In this scenario, the modification of operational variables within the network is proposed to supplant functionalities of the devices during a "real" electrical system failure event, causing additional failures in the operation of the DS. When an event occurs in the electrical network, a burst of information is triggered in the DS, making the system more vulnerable to computer attacks.

 

Collection temporality

During the testing process and the achievement of the dataset, we intend to collect the information transmitted within a DS, including system activation and recovery events in case of failure actions during a set period. For this, in each test scenario, we capture 180 seconds (3 minutes) of data flow, taking as a reference point the messages transmitted from IED 1 as a case study but including the log of the messages exchanged between the different devices involved in the test process.

 

Dataset Structure

This dataset stands out for using physical infrastructure that emulates the behavior of a real substation with different operating states.

The captures of the different test scenarios are stored in pcapng format and subsequently exported to CSV format. This choice allows for structured and standard data, which might facilitate identifying and analyzing communication protocols and cybersecurity in this test environment. Below, we highlight and briefly describe the attributes associated with the captured and storage traffic columns in CSV format:

No. - This column, assigned from the traffic analytic tool (Wireshark), identifies the number or arrival order of the messages captured in the dataset.
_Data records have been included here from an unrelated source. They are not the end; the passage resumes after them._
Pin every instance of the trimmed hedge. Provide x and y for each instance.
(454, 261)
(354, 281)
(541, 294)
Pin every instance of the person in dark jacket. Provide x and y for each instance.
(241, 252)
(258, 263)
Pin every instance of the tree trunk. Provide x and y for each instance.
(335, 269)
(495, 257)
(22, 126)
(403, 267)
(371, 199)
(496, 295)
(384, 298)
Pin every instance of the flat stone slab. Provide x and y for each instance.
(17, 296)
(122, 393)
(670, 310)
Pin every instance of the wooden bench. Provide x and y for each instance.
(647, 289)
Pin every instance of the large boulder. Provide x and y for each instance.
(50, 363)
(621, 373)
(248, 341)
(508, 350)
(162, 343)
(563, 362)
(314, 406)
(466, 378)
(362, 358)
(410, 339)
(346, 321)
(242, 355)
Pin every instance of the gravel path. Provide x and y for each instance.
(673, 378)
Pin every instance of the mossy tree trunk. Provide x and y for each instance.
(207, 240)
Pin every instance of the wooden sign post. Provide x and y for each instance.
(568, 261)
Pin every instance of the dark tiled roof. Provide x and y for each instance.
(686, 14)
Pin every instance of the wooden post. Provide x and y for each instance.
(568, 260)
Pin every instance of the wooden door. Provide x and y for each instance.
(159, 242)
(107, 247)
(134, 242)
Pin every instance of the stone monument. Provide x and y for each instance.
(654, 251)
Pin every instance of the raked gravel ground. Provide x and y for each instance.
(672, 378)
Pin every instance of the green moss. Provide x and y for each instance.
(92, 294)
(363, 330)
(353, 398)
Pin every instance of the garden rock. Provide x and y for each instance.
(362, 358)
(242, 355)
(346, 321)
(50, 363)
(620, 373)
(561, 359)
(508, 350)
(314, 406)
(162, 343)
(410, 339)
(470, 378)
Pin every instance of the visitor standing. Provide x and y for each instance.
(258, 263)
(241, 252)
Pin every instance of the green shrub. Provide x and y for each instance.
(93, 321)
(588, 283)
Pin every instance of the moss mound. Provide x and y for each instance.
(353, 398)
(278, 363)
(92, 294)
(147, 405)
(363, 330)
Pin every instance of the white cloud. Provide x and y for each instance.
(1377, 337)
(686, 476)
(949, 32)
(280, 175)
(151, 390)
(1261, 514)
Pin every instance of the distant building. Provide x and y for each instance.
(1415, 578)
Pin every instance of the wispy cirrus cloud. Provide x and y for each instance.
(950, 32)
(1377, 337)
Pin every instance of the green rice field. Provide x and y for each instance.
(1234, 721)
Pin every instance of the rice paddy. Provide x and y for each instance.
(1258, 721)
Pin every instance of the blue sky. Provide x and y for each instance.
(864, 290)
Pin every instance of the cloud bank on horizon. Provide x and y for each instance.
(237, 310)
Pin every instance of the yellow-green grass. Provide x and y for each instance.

It might identify data sequence, packet loss, and atypical behavior. However, it is not an original value associated with the communication protocol (GOOSE) and is only used as a reference in the analysis.

Time - The time column identifies the time elapsed from the capture's beginning until each message's arrival. It might evaluate the stream's behavior, periodicity, and possible anomalies. However, it is a value that depends on the communication system; therefore, it is only used as a reference in the analysis.

Source - This column is associated with the MAC address of each device that generates traffic.

Destination - The attribute in this column is associated with the MAC set as the destination of each message published in layer 2. This is a fundamental factor for the publisher/subscriber communication schemes in DSs, particularly in protocols like GOOSE messaging.

Protocol - This attribute allows us to identify which communication protocol is under analysis at a particular time and facilitates the classification and separation of protocols.

Boolean - This attribute is a fixed variable to identify state changes and periodic behavior with GOOSE messaging. The boolean variable indicates operating states or maneuver commands transmitted using GOOSE messaging in DSs.

Length - This attribute identifies the size in bytes corresponding to each message transmitted in the DS.

 

Info. - The information attribute is a descriptive space that establishes specific characteristics associated with particular communication protocols. In some cases, it informs about the function devices or messages perform, the type of message, and, in some cases, the identification of malformed packets or errors in data transmission.